Encore bravo au courage, à la cohérence et à l’harmonisation des politiques européennes en ce domaine comme en d’autres. Par exemple, la Commission européenne vient d’adopter une directive visant à supprimer, à terme, les AOC des vignobles des pays membres, afin de pouvoir importer des jus de raisin du monde entier pour pouvoir confectionner des vins comme l’ont fait de n’importe quel jus de fruits. Le Danemark ou les Pays-Bas pourront ainsi confectionner des crus comme n’importe quel pays disposant de vignobles de qualité. L’Europe la plus inventive, c’est avant tout celle d’un grand marché qui aspire à s’étendre à l’infini… C’était inscrit en préambule du Traité constitutionnel rejeté par les peuples français et néerlandais. En dépit de ces rejets populaires, les initiateurs de ce texte ne désespèrent pas – on peut le constater tous les jours – de faire appliquer leurs recettes néo-libérales, en catimini, à l’usure et dans le silence de directives anodines à propos desquelles les grands presses nationales et internationales ne disent rien ou si peu…
Une bonne nouvelle, néanmoins sur le front de l’Orwellisation rampante : notre confrère Charles Enderlin et France 2 ont obtenu – jeudi 19 octobre 2006 – la condamnation pour diffamation publique de Philippe Karsenty, directeur du site internet Media-ratings, qui avait affirmé que le reportage montrant un enfant palestinien tué dans les bras de son père par des tirs israéliens était un « faux ». Le quotidien Le Monde du 21 octobre précise : « ce reportage avait suscité, deux ans plus tard, une polémique, alimentée par l’agence de presse francophone israélienne Metula News Agency (MENA), qui dénonçait une « mise en scène » »… L’ennui, c’est que cette officine ne ressemble en rien de près ou de loin, à une agence de presse.
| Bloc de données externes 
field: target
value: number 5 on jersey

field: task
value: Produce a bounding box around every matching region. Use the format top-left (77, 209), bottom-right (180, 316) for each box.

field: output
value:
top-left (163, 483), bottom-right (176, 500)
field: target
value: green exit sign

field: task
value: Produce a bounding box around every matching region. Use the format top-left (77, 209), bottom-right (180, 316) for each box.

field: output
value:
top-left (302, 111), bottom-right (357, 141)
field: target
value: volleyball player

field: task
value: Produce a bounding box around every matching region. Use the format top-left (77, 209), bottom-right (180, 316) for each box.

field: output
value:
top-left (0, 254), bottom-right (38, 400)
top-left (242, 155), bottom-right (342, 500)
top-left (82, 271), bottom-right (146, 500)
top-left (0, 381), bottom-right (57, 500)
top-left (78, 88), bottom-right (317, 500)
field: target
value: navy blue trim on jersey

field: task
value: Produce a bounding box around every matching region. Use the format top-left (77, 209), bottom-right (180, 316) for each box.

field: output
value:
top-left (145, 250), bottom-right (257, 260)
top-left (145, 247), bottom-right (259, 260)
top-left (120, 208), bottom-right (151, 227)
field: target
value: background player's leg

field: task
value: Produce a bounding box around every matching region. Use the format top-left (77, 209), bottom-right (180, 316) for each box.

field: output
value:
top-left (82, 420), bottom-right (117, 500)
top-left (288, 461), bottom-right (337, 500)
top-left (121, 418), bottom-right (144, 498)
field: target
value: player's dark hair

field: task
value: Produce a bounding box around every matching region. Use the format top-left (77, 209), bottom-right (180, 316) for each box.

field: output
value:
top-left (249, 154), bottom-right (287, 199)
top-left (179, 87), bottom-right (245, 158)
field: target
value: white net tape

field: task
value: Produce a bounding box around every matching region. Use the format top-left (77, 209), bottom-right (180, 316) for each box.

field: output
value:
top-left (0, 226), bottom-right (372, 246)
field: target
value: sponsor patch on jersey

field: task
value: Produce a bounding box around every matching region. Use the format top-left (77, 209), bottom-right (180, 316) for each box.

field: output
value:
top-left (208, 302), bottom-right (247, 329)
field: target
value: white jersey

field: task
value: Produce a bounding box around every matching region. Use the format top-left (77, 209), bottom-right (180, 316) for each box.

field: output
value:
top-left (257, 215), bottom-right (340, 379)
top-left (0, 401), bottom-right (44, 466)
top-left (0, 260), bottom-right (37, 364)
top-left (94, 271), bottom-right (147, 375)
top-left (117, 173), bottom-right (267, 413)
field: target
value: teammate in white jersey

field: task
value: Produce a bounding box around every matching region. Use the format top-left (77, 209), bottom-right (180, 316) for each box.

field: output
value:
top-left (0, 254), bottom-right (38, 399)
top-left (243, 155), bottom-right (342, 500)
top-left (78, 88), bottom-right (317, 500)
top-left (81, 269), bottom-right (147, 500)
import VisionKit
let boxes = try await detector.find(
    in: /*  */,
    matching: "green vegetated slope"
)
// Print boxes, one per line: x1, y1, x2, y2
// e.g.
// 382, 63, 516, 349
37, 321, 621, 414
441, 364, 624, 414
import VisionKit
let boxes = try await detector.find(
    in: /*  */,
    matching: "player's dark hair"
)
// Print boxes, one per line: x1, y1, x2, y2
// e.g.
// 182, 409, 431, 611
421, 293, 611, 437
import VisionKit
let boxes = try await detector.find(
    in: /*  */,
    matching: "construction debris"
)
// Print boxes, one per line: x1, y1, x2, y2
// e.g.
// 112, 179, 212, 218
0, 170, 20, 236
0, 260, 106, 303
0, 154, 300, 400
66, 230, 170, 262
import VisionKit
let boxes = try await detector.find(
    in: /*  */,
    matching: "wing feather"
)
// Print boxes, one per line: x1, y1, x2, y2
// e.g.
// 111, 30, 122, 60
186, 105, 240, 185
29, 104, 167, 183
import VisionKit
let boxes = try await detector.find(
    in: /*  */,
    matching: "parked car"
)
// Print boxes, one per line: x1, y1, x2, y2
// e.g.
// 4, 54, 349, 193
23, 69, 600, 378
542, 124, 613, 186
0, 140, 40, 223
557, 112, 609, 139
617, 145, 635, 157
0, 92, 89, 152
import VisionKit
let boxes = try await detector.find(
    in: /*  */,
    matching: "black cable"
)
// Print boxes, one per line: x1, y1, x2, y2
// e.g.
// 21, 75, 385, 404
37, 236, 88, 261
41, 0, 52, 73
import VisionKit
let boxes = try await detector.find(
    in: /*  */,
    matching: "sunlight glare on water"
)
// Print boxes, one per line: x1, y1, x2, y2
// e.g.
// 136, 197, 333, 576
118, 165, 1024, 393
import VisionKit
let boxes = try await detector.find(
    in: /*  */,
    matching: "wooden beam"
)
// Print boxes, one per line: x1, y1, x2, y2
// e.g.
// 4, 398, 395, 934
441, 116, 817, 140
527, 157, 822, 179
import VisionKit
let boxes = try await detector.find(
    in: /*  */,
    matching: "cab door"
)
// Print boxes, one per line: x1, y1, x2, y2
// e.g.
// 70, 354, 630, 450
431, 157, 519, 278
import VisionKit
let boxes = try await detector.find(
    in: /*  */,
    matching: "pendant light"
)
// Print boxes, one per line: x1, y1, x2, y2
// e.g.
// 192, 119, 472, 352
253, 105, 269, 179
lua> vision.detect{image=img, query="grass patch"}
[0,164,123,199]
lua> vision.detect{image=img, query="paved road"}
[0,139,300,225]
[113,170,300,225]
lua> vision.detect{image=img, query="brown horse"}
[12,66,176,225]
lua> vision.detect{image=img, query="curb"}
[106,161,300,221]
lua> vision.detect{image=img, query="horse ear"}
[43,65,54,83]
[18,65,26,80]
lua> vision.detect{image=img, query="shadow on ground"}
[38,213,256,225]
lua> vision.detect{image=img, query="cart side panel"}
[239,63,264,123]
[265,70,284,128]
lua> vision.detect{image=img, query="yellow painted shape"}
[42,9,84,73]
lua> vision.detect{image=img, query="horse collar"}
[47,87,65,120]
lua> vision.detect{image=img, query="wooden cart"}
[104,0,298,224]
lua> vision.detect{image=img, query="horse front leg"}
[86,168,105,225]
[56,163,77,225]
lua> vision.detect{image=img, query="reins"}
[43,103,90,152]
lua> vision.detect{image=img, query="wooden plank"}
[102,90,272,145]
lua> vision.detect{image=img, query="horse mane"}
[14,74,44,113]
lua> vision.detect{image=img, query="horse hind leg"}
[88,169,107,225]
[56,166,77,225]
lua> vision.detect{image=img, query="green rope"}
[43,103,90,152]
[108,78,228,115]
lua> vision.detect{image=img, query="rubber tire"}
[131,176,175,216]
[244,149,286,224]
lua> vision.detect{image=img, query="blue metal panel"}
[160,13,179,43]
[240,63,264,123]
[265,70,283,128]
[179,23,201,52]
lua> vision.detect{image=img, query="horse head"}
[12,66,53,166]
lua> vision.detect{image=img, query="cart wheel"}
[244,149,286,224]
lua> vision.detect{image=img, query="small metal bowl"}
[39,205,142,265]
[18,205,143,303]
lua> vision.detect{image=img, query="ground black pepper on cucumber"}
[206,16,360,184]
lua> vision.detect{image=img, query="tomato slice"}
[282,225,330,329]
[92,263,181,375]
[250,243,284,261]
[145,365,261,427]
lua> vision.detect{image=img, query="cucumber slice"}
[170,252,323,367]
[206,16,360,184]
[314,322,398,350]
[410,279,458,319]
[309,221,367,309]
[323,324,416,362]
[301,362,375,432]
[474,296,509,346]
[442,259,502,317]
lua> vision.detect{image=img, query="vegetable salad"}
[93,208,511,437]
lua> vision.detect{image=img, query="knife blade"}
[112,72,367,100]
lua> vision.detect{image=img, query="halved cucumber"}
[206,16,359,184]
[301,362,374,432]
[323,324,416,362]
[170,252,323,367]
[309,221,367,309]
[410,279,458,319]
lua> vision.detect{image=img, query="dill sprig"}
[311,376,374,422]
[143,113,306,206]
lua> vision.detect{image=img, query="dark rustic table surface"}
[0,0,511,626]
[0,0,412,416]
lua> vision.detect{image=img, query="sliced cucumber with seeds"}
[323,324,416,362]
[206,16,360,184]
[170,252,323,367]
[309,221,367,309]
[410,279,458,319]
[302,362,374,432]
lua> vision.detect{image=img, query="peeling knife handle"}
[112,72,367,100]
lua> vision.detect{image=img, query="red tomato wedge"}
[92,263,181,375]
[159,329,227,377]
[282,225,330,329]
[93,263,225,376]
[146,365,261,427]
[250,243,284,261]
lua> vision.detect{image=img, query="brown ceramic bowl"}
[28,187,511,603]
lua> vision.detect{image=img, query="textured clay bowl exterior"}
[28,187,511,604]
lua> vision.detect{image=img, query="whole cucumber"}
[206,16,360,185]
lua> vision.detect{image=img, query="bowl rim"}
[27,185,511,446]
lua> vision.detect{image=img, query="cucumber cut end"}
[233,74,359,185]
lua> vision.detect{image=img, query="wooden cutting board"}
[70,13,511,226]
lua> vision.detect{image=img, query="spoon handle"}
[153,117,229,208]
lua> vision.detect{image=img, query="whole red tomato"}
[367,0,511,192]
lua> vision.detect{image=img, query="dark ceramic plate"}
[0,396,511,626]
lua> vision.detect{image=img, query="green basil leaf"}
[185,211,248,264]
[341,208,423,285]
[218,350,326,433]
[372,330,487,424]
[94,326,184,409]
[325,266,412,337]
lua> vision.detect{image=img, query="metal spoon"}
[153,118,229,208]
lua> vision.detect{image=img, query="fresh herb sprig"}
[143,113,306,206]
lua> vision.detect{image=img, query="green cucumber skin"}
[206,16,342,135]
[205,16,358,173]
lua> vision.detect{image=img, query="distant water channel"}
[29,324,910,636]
En effet, la MENA (organisée entre la colonie israélienne de Métulla et la bonne ville de Genève) est un site bien connu de l’extrême-droite israélienne dont la production se caractérise davantage par la diffamation, les attaques personnelles ad nominem et un style très bouche d’égoût que par une facture dépêche de presse. Néanmoins, ces agents de l’orwellisation ordinaire se sont pris un gadin et s’est bien rassurant… comme on dit à Genève…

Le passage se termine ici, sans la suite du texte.